Die gravierende Veränderung der Rahmenbedingungen liegt in der Nichterlassung einer VO nach § 124b Abs
6 UG, mit der der Zugang zu den Bachelorstudien an der WU hätte beschränkt werden sollen. Wäre die
VO erlassen worden, hätte die Zahl der Studienanfänger und Studienanfängerinnen auf 3.710 beschränkt
werden können, während in den letzten drei Studienjahren durchschnittlich 6.000 Personen ein Bachelorstudium
an der WU begonnen haben. Die WU hat eine Erhöhung des Grundbudgets um die für den notwendigen Ausbau
der WU und die Abgeltung entstandener Nachteile erforderlichen Mittel beantragt.

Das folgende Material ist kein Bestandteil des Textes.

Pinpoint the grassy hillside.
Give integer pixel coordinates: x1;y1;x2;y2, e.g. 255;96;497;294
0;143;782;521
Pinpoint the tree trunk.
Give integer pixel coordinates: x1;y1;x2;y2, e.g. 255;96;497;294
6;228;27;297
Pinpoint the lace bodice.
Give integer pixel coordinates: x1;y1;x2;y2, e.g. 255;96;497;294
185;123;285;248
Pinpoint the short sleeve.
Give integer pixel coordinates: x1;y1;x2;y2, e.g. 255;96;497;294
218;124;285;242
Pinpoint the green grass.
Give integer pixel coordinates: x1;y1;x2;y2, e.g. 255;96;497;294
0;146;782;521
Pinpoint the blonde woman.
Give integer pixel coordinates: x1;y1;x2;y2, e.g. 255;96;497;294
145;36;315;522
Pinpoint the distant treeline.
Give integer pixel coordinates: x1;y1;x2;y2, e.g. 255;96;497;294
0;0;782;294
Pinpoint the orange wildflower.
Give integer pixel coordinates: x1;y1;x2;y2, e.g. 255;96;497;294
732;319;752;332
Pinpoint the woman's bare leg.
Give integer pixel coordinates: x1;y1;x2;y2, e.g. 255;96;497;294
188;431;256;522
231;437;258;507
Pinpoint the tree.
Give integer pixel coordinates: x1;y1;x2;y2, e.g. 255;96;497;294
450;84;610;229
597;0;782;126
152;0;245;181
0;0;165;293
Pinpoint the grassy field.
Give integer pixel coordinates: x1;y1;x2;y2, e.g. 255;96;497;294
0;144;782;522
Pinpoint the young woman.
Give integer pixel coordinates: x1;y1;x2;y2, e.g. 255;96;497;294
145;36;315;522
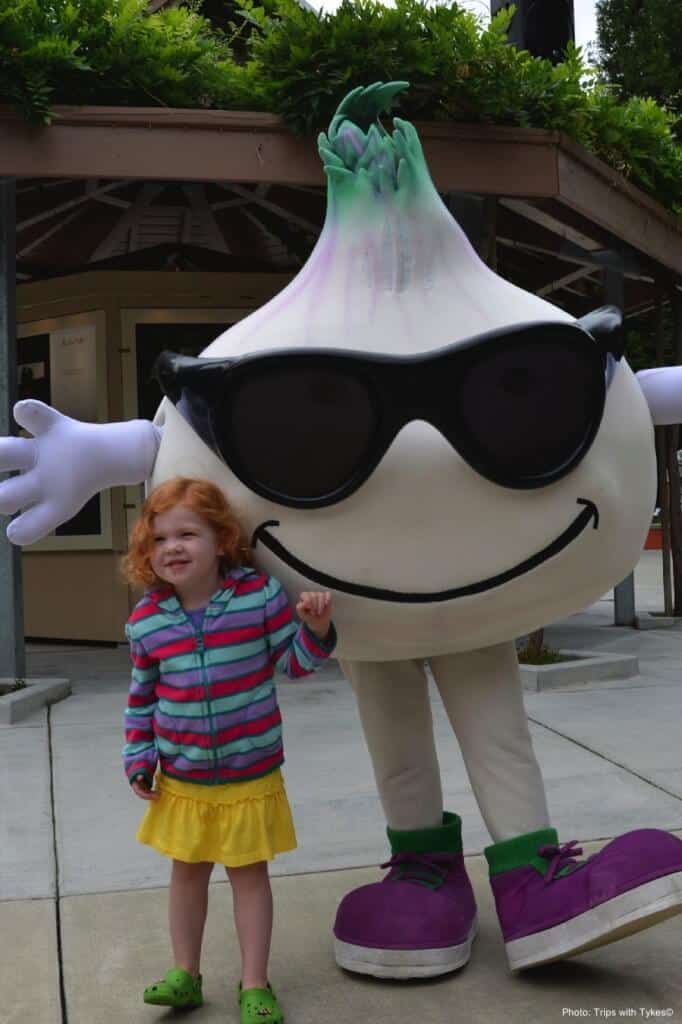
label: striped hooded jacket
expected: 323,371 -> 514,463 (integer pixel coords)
123,568 -> 336,785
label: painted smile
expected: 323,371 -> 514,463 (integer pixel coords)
251,498 -> 599,604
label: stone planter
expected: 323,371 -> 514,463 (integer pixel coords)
0,678 -> 71,725
519,650 -> 639,692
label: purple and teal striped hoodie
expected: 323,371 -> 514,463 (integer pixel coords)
123,568 -> 336,785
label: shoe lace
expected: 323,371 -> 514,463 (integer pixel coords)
381,853 -> 455,889
538,839 -> 583,885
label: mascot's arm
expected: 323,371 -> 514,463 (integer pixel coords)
0,398 -> 161,545
637,367 -> 682,427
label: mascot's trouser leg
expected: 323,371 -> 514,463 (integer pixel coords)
334,660 -> 476,978
431,644 -> 682,970
335,644 -> 682,978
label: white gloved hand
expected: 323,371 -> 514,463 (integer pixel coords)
637,367 -> 682,427
0,398 -> 161,545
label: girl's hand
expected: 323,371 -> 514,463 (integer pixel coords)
130,775 -> 161,800
296,590 -> 332,640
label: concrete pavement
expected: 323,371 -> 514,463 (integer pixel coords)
0,552 -> 682,1024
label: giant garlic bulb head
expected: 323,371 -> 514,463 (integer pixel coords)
152,83 -> 655,660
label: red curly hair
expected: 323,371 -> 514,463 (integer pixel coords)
122,476 -> 251,587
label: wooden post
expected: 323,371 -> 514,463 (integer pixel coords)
668,292 -> 682,615
0,178 -> 26,681
602,264 -> 637,627
654,291 -> 673,615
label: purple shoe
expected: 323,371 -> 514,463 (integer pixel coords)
485,828 -> 682,971
334,813 -> 476,979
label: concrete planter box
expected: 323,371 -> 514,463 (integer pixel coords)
519,650 -> 639,692
0,678 -> 71,725
637,611 -> 682,630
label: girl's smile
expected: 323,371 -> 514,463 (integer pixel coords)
150,505 -> 222,607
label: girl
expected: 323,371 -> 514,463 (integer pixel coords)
123,477 -> 336,1024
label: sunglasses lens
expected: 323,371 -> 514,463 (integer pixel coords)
458,335 -> 604,486
213,367 -> 377,504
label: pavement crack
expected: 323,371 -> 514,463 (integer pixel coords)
527,715 -> 682,803
47,705 -> 69,1024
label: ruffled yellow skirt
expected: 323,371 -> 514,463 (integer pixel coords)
136,769 -> 297,867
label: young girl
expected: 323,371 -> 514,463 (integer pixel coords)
123,478 -> 336,1024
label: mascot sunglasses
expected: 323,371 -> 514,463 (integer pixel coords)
154,306 -> 623,508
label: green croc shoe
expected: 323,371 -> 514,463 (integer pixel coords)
238,982 -> 284,1024
142,967 -> 204,1010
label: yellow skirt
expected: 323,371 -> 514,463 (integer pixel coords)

Bei der Festsetzung des Erhöhungsbetrags war maßgebend, dass sich eine durch Bescheid erlassene oder
abgeänderte Leistungsvereinbarung im Rahmen der Bestimmungen des Universitätsgesetzes 2002 zu halten
hat, die wechselseitigen Interessen abzuwägen sind und der bisherige Verhandlungsstand zugrunde zu legen ist.
Gegeneinander abgewogen wurden das Interesse der WU, trotz fehlender Zugangsregelung durch intensive Betreuung
am Beginn des Studiums sicherzustellen, dass die Studierenden möglichst früh erkennen, ob sie das für
sie richtige Studium gewählt haben, und das Interesse des BMWF, jeder Universität die ihren Leistungen
und Bedürfnissen angemessenen Mittel zur Verfügung zu stellen und nicht für eine Universität
auf Kosten aller anderen Universitäten optimale Bedingungen zu schaffen. Das BMWF kann auch nicht mehr verteilen,
als es für diese Zwecke hat; auch eine Anpassung der Leistungsvereinbarung muss daher ihre Grenzen in dem
für die laufende Leistungsvereinbarungsperiode noch dafür zur Verfügung stehenden Betrag von rund
10,000.000 Euro finden.
Nach Scheitern der Bemühungen um eine Zugangsregelung hätten redliche und vernünftige Parteien einen
Mehrbetrag vereinbaren müssen, der die mit Wirkung für diese Leistungsvereinbarungsperiode realistischer
Weise zu tätigenden und auch budgetär zu bedeckenden höheren Aufwendungen deckt. Das wäre nicht
der von der WU geforderte Betrag gewesen, weil sich die Parteien angesichts der budgetären Zwänge darauf
nicht hätten einigen können.
Was angesichts der für Studierende ab dem Wintersemester 2011/2012 wirksam gewordenen Studieneingangs- und
Orientierungsphase (idF STEOP) naheliegt, ist eine Verbesserung der Ressourcen für diesen Abschnitt. Die Schlichtungskommission
hat in Analogie zu § 273 ZPO den für eine Verbesserung der Studienbedingungen in der STEOP angemessenen
Betrag mit 4,000.000 Euro festgesetzt. Den für die Abgeltung von Mehraufwendungen und für den Ausgleich
von Nachteilen angemessenen Betrag hat die Schlichtungskommission mit 2,000.000 Euro festgelegt.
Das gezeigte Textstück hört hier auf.